IBM showcased its latest innovations designed to help companies drive growth and productivity using cloud, analytics, mobile and social technologies at ConnectIn 2015, at the IBM Campus in Bengaluru on Monday.
Some of the new innovations to emerge from the IBM Labs included a personalized learning on cloud solution, which combines predictive analytics to provide comprehensive guidance to each student, Apatani, an mHealth solution for community health workers, and IBM Kenexa BrassRing on Cloud, a SaaS-based enterprise hiring platform used by 25 of the Fortune 50 companies.
Kaushik Bhaskar, Vice President, India Software Labs at IBM India said that his firm was embracing open source technologies and ecosystems, and working with partners to deliver IoT solutions like the Digital Locker. He also cited examples of IBM's partnership with Twitter, Facebook, and Apple.
"The educational industry is at a tipping point and there's a lot of opportunity for IBM to innovate in this space. The possibilities are enormous. India being a mobile-first country, there's plenty to be learned from this region that's also applicable to the world, from applying cognitive and mobile technologies and social data, and bringing all that together." he said.
Over the last three years, IBM has invested over $19 billion (roughly Rs. 1,26,000 crores) on R&D globally.

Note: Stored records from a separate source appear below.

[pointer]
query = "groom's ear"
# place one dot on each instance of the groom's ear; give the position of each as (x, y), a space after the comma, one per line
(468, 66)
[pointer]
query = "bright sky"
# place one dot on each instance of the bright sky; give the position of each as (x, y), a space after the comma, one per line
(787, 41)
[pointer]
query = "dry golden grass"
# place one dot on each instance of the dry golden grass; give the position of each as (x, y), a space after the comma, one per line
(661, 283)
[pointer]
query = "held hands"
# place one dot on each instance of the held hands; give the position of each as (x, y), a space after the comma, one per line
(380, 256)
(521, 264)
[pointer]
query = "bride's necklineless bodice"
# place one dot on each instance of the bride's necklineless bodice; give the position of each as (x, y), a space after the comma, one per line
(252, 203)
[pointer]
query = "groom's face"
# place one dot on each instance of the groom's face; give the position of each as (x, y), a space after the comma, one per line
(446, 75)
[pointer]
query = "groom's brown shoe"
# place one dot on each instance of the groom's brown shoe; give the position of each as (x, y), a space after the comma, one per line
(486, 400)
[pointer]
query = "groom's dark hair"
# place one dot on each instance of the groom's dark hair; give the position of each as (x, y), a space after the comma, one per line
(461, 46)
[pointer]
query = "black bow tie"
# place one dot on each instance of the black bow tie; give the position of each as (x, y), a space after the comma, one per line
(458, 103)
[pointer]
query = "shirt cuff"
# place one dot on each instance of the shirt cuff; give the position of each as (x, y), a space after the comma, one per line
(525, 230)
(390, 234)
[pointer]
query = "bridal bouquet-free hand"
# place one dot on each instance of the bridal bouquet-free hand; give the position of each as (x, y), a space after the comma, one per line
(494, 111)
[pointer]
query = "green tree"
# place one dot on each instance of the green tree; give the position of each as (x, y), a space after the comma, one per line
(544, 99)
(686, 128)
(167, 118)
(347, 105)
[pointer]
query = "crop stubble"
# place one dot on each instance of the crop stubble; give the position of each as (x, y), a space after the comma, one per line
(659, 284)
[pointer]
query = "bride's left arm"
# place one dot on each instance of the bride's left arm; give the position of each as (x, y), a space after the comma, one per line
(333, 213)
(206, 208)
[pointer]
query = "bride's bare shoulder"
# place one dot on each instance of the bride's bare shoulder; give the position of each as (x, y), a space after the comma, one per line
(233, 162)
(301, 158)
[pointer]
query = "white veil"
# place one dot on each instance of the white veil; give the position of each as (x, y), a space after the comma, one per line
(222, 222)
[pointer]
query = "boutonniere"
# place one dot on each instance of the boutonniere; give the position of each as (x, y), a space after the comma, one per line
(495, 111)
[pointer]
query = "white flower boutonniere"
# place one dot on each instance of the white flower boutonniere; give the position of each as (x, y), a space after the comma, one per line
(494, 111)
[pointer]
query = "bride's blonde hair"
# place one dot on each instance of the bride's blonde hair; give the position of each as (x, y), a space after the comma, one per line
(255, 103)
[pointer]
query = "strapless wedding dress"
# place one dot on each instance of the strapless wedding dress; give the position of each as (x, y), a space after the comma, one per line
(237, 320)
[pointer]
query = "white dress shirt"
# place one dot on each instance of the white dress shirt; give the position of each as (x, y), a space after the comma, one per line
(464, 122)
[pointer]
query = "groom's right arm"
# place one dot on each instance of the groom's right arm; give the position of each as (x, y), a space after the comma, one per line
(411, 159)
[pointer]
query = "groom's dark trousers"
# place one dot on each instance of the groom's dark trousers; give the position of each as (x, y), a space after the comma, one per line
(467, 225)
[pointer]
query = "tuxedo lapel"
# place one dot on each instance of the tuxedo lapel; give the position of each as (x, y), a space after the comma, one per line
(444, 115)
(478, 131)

Bhaskar said that IBM was aligned with the initiatives launched by the Indian government, citing Digital India, Startup India, and Make in India initiatives. "Skilling and digital literacy is one of the key areas of focus for us, and we see a huge gab in between supply and demand," he said.

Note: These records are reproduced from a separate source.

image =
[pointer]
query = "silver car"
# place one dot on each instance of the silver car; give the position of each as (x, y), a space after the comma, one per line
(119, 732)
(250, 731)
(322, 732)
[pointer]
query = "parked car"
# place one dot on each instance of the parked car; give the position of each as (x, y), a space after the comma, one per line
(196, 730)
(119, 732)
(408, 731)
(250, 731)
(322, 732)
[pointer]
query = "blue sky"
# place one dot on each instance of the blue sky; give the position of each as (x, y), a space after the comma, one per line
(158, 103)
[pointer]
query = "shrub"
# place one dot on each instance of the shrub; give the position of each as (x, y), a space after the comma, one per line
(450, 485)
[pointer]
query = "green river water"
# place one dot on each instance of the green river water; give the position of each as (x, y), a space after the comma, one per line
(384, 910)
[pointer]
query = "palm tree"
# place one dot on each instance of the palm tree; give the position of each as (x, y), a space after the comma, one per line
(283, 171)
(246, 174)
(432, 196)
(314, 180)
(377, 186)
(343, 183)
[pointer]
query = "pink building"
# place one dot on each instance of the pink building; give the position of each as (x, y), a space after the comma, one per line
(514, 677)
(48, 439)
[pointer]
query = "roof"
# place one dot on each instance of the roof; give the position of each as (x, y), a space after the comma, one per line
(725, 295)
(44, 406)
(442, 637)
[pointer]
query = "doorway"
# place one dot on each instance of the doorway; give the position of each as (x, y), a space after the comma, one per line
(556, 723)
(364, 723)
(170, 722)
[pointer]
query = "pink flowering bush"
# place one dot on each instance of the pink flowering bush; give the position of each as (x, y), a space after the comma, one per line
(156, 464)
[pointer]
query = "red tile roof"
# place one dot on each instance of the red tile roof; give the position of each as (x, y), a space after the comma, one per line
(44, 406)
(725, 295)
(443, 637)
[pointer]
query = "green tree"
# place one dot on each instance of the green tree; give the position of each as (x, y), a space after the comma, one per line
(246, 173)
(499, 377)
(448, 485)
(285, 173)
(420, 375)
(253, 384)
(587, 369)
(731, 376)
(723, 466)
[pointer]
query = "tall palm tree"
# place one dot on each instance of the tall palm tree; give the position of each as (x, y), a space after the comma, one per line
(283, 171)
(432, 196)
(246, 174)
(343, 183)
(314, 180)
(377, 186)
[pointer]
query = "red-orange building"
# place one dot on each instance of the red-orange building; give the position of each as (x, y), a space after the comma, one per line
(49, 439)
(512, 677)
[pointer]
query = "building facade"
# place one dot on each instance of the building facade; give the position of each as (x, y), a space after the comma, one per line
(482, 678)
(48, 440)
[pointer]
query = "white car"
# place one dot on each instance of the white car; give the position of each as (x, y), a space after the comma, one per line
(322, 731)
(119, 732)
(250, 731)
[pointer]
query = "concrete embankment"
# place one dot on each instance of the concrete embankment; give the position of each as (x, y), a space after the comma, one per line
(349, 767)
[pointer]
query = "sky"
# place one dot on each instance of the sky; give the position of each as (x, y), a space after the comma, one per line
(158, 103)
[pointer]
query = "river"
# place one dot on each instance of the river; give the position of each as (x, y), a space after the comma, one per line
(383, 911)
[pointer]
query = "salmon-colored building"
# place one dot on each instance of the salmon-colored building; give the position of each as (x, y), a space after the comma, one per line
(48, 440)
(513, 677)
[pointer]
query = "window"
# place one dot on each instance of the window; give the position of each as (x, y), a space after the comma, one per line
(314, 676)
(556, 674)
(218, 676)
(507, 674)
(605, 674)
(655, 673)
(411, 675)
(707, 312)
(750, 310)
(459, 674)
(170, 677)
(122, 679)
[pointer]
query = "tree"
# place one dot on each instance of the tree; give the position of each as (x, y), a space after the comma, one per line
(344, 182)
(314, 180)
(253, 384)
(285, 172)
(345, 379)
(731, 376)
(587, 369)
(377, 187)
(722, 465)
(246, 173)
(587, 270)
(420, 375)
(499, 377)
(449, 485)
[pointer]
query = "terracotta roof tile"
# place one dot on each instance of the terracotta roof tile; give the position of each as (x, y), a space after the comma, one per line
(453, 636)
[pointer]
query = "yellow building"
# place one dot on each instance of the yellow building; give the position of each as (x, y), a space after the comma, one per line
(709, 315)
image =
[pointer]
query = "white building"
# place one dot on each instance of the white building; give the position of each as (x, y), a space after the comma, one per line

IBM showcased a prototype of a Watson-powered cognitive health monitor that helps psychiatrists and healthcare workers predict through disorders or psychotic episodes before they occur, for early intervention. The software used machine learning and natural language processing algorithms to analyse psychiatric conditions. The India software lab developed a prototype that works through mobile and cloud-based platform via a smartphone interface designed for healthcare workers.

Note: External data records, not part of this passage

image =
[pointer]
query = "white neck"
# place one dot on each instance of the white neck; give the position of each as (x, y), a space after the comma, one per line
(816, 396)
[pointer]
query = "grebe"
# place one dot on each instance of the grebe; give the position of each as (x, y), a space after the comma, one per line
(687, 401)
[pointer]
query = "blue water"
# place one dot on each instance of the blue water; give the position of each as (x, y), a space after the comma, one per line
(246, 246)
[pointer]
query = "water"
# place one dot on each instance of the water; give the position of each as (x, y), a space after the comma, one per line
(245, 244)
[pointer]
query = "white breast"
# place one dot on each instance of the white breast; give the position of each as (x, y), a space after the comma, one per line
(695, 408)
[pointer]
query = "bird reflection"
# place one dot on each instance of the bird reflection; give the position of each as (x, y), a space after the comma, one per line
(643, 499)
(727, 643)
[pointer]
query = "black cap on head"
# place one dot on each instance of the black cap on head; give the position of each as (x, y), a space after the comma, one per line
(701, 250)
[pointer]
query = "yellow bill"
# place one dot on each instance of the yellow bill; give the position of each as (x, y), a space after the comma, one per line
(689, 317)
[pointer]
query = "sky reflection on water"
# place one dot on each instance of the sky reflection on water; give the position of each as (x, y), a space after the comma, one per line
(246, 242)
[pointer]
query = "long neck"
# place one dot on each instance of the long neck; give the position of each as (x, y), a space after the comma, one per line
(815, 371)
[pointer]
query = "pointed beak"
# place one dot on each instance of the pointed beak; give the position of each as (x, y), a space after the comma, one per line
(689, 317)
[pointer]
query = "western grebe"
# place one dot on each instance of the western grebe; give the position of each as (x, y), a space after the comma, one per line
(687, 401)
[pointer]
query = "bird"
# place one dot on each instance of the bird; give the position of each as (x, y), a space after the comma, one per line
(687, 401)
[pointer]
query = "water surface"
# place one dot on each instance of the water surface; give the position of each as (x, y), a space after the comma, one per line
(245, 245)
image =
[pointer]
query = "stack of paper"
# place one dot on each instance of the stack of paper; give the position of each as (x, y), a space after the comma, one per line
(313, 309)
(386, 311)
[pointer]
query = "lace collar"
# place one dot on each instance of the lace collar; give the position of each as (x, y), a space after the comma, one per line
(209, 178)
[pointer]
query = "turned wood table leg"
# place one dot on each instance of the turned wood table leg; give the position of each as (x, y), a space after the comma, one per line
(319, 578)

The firm also demoed a research project that tries to understand an image and articulate its content in words, generating descriptive sentences that could have wide-ranging applications. A Track-N-Trace solution built on IBM's Bluemix IoT foundation used Bluetooth and Wi-Fi tags to label valuable assets and alert the user if they move. The firm also showcased a mobile testing solution that enables remote access, letting service companies perform a wider array of tests and scenarios.